Honestly it was really amazing. I got asked to go back this year. It was really an amazing experience. I did get to meet with people from all over the country, both allies and people with learning differences, to get to work kind of hand-in-hand which was kind of amazing and hear their perspectives and their stories. We got to talk to our congress people’s assistants and their education staffers which was really cool, even though I did send an email to Tammy Duckworth. Getting the opportunity to meet with other people and advocate not only for myself but for other people. The two most rewarding things I got to do was we got to go to a part of the White House and we met with somebody who works for and with disabled people all across the United States. It was one of the most insightful opportunities I’ve had. And just to have that community with other people who also have that passion and love for Eye-to-Eye and who are also there for all the same reasons you are was really amazing. 

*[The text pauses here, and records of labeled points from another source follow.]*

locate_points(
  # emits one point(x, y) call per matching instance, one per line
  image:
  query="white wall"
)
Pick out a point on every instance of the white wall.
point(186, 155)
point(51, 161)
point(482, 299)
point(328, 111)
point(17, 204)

What motivates you to continue advocating for and educating about learning differences?

I was super lucky and my learning difference was spotted really early on so I was kind of labeled like “early intervention.” Honestly it was a really amazing thing because of Lab that I got the help that I needed so early on. And then, unfortunately, I was in situations, specifically my freshman year, where I was denied my accommodations. A big part of it came from stigma from other students and teachers in school, so there were a lot of things that I don’t want anybody else to have to go through there or at any other school.

What are your future goals for engaging with Eye-to-Eye and the learning differences community?

Hopefully, I’ll go on to join the Young Adult Leadership Council, but as far as Eye-to-Eye and the LD community, I really hope we’re able to get both bills [RISE and IDEA] passed and fully funded. A future for Eye-to-Eye would be if we could spread it to more schools and give more children the opportunity to have somebody to look up to and have a safe place that they can go to and learn to advocate for themselves would be amazing.